Before I began to prepare the boat I telephoned Harriet again. We had spoken the previous day to arrange for George and Nanny to stay the night with her before they set off for her Devon cottage, and now I asked if she would telephone Cornelius’ solicitors to inform them I had unexpectedly been drawn into a top-secret war manoeuvre.

‘Operation Dynamo!’ Harriet was appalled but calm. ‘For God’s sake take care of yourself, Di. Good luck. I’ll pray for you,’ she added most unexpectedly, for she was an atheist.

‘Well, I wouldn’t say no to a prayer or two,’ I said. ‘Thanks.’

I rang off and glanced at my watch. I had little time and there was still plenty to do. Moving through the house I opened all the doors to allow the fire to travel quickly, and up in the sitting-room I pulled the sofa close to the wireless so that the fire would brush the upholstery. Then I laid a casual trail of newspapers from the sofa to the tall wicker wastepaper basket which I placed beneath the curtains. I had decided it was best to start the fire upstairs because the thatch would catch fire sooner.

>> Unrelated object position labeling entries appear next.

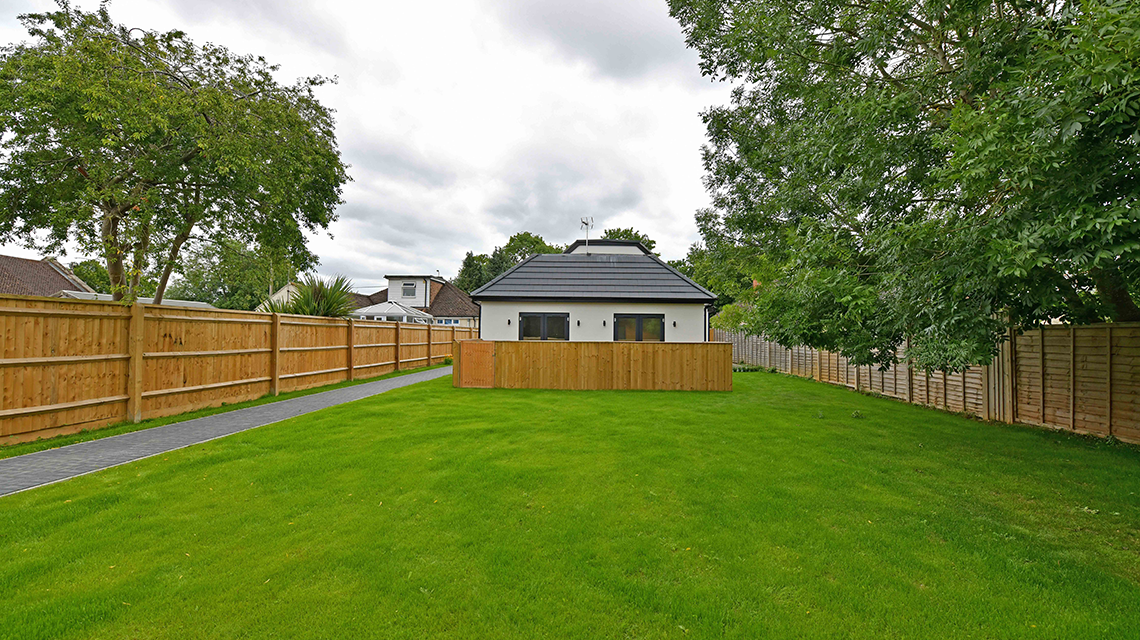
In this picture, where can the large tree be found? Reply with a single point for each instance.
(629, 233)
(231, 275)
(136, 143)
(927, 171)
(479, 269)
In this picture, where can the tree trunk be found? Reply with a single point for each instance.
(1114, 291)
(113, 252)
(171, 257)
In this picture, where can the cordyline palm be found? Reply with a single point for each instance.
(318, 297)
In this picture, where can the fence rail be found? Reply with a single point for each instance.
(1084, 379)
(692, 366)
(67, 365)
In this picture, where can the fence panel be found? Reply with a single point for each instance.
(195, 358)
(67, 365)
(1084, 379)
(697, 366)
(63, 364)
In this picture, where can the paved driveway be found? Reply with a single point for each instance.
(42, 468)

Geoffrey arrived at noon. I was dressed in my sailing clothes, my trousers and a heavy jersey.

‘What’s your car doing outside?’ he demanded. ‘Were you going anywhere?’

‘To London, but I’ve cancelled my plans.’ I wondered whether to put the car away again. What would be the natural thing to do? Yes, I would definitely put it away. I wondered if the stables would catch fire and thought they probably would for the roof was also thatched and sparks would be carried on the wind. After I had put the car away I quickly opened my suitcase, whipped out the two photographs and shoved them inside my jersey.